Mavio automatically adds punctuation, capitalization, and paragraph breaks to produce readable transcripts. You can fine-tune formatting behavior in Settings > Transcription > Formatting:
  • Paragraph breaks — choose between breaking on speaker changes only, or also inserting breaks on long pauses (default: speaker changes + pauses over 3 seconds).
  • Filler word removal — automatically strip “um”, “uh”, “like”, “you know” and similar fillers from the transcript. Disabled by default to preserve the verbatim record.
  • Number formatting — choose between spelled-out numbers (“twenty-three”) or numeric format (“23”). Default is numeric for values above ten.
  • Timestamp granularity — display timestamps per sentence, per paragraph, or per speaker turn.
Formatting changes apply to new recordings. To reformat an existing transcript, click Reprocess on the recording detail page.

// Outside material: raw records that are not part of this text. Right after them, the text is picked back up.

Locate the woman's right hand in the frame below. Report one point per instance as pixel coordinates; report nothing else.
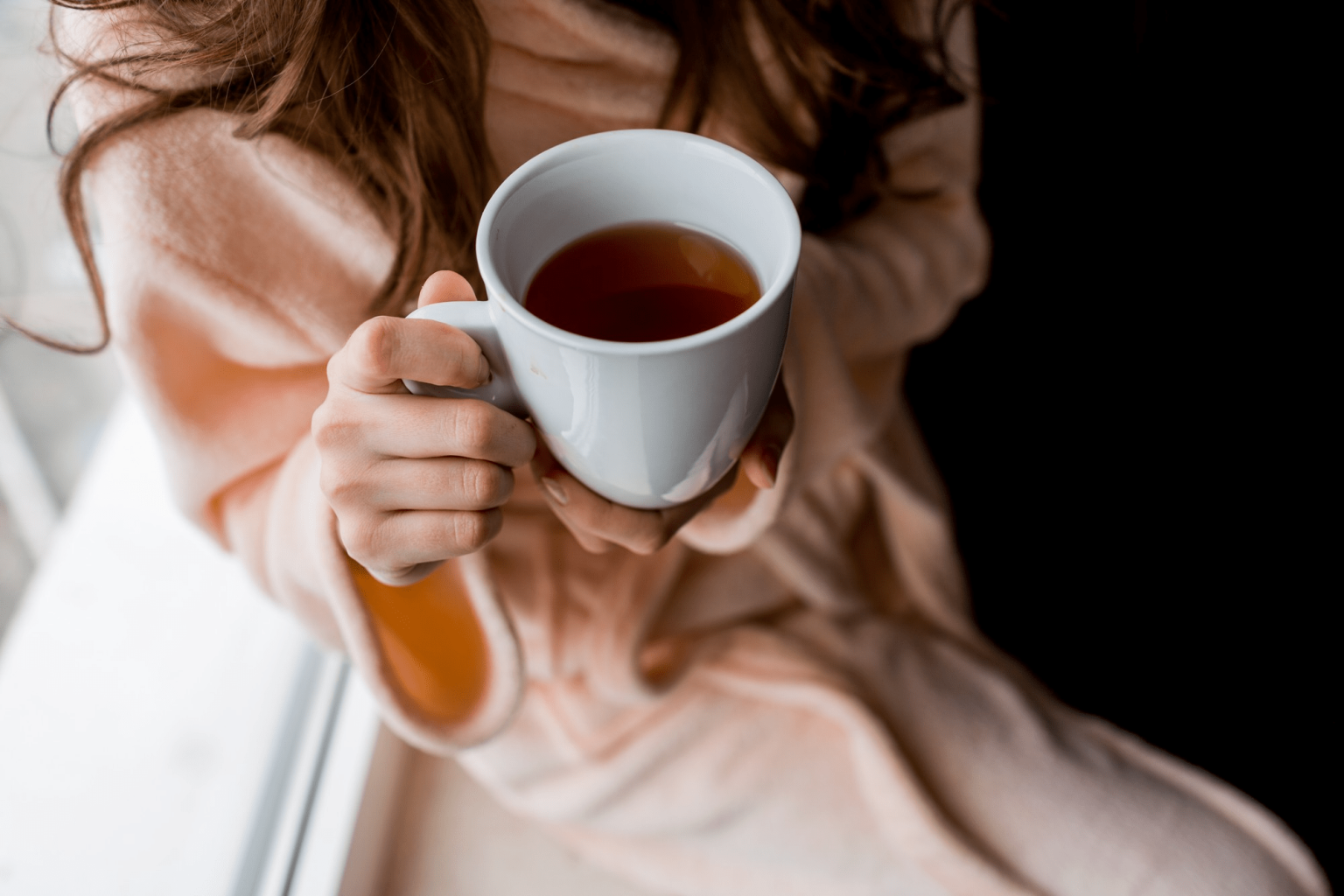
(414, 480)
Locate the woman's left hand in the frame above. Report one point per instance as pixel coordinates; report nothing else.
(599, 524)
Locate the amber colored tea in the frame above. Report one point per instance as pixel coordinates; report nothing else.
(642, 284)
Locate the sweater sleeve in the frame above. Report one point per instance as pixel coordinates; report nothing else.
(863, 298)
(234, 270)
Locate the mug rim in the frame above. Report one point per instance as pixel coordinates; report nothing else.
(588, 145)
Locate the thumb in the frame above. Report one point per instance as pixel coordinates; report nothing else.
(445, 286)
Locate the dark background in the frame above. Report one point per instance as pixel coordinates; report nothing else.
(1132, 419)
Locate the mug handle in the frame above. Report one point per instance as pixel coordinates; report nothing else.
(474, 320)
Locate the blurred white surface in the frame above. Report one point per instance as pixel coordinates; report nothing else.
(58, 402)
(144, 685)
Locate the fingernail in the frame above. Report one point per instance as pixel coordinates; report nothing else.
(556, 491)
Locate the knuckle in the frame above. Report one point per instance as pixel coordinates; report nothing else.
(340, 488)
(486, 482)
(472, 531)
(359, 536)
(472, 426)
(373, 346)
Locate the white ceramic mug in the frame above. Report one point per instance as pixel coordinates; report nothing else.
(648, 424)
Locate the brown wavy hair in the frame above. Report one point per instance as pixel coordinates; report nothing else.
(393, 92)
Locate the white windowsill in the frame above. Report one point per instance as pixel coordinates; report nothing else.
(164, 728)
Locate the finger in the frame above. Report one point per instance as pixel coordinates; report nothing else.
(445, 286)
(761, 457)
(396, 543)
(431, 484)
(388, 349)
(416, 426)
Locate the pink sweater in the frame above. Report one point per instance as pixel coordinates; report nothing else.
(790, 697)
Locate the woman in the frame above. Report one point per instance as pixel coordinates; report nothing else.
(779, 690)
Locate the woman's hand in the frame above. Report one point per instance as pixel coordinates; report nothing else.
(598, 524)
(414, 480)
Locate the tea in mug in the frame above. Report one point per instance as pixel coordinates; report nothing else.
(642, 283)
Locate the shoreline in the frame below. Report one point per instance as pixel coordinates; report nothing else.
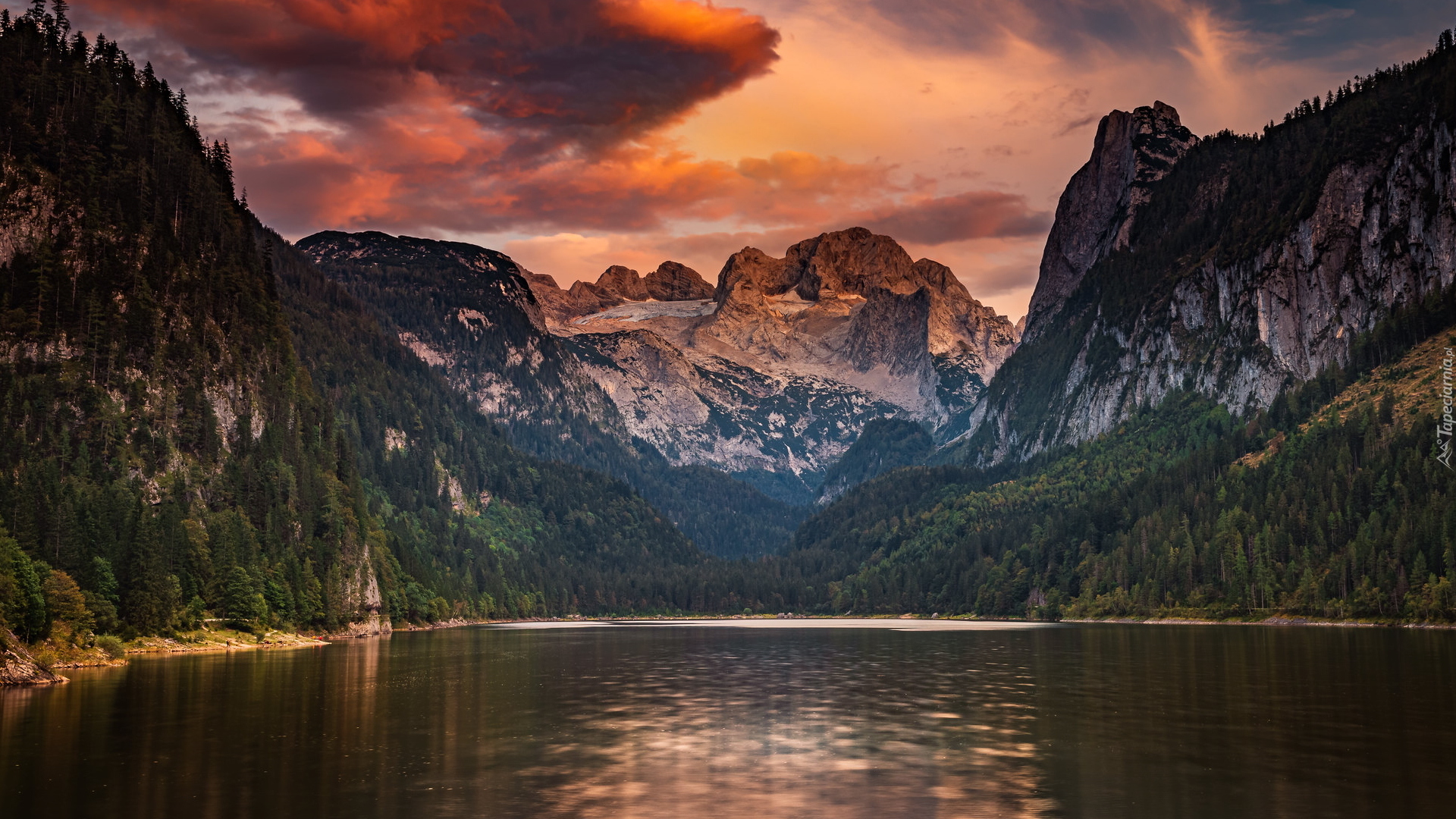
(278, 640)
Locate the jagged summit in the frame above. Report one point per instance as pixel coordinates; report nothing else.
(1100, 205)
(618, 284)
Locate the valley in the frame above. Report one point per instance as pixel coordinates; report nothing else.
(1222, 403)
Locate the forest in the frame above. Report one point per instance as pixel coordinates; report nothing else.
(201, 426)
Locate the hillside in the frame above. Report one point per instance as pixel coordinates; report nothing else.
(1334, 504)
(1237, 265)
(468, 315)
(201, 425)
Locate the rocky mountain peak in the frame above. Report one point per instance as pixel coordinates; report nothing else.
(674, 281)
(1095, 215)
(843, 262)
(622, 281)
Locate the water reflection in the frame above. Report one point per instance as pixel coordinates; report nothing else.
(756, 722)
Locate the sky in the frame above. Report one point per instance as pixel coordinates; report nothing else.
(576, 134)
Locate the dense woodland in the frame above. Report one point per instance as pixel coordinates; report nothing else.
(422, 287)
(201, 425)
(1228, 200)
(181, 445)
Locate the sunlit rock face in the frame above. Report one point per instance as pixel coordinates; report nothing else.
(769, 376)
(780, 366)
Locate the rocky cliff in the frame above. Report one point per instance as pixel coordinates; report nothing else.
(18, 667)
(1253, 262)
(767, 376)
(672, 281)
(788, 360)
(1098, 209)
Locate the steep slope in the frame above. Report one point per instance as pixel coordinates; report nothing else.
(775, 376)
(159, 428)
(1098, 209)
(180, 444)
(469, 314)
(463, 512)
(1251, 265)
(1341, 512)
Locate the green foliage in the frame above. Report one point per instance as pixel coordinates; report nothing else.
(168, 449)
(1343, 513)
(22, 598)
(883, 445)
(240, 596)
(1228, 200)
(112, 646)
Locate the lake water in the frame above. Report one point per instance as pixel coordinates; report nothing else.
(774, 720)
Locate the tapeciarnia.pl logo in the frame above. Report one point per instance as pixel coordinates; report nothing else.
(1448, 423)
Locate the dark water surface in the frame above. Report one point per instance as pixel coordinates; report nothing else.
(717, 722)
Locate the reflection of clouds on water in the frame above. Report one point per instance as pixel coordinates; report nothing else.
(835, 733)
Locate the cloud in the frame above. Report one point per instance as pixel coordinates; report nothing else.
(460, 114)
(558, 71)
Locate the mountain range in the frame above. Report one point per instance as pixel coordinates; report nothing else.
(1223, 400)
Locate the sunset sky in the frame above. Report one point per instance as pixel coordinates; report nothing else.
(576, 134)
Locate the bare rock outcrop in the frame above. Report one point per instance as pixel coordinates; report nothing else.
(1237, 325)
(674, 281)
(1100, 205)
(18, 667)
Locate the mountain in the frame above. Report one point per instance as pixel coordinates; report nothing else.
(767, 378)
(469, 315)
(1226, 403)
(774, 378)
(1235, 265)
(199, 423)
(1337, 507)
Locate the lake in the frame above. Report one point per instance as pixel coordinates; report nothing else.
(756, 719)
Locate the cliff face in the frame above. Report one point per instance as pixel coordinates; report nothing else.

Add domain-specific terms to improve recognition accuracy for specialized vocabulary:
  1. Go to Settings > Transcription > Custom vocabulary.
  2. Click Add term and enter the word or phrase exactly as it should appear in the transcript.
  3. Optionally add a pronunciation hint (phonetic spelling) for unusual words.
  4. Click Save.
Examples of terms worth adding:
  • Product names (e.g., “Mavio”, “Kubernetes”, “BigQuery”)
  • Industry acronyms (e.g., “OKRs”, “KPIs”, “HIPAA”)
  • People’s names that are frequently misspelled
  • Company-specific jargon
Custom vocabulary is applied during the post-processing stage and can be added or updated at any time. Changes apply to all future recordings. To apply custom vocabulary to an existing transcript, use the Reprocess button.
Speaker diarization is the process of determining “who spoke when.” You can adjust sensitivity in Settings > Transcription > Speaker detection:
  • Conservative — requires clear speaker changes with distinct voice characteristics. Fewer false speaker switches, but may merge speakers with similar voices into one label.
  • Balanced (default) — good tradeoff between accuracy and sensitivity for most meeting scenarios with 2-8 participants.
  • Aggressive — detects subtle speaker changes. Best for meetings with many participants or speakers with similar voices. May occasionally split a single speaker into two labels.
Regardless of the setting, you can always correct speaker labels manually on the transcript page. Corrections improve future speaker matching when voice profiles are enabled.
Mavio offers two transcription modes, and their accuracy characteristics differ:
AspectReal-time transcriptionPost-processing transcription
Accuracy90-95%95-99%
LatencyUnder 2 seconds2-5 minutes after recording ends
Context awarenessLimited (processes small audio chunks)Full (analyzes the entire recording)
Custom vocabularyNot appliedFully applied
Speaker labelsBasic (Speaker 1, Speaker 2)Matched to known voice profiles
PunctuationBasicFull with paragraph formatting
AvailabilityDesktop app and browser extension onlyAll recording methods
The real-time transcript is a preview designed for following along during the meeting. The final post-processed transcript is the authoritative version and is what gets used for summaries, action items, and search indexing.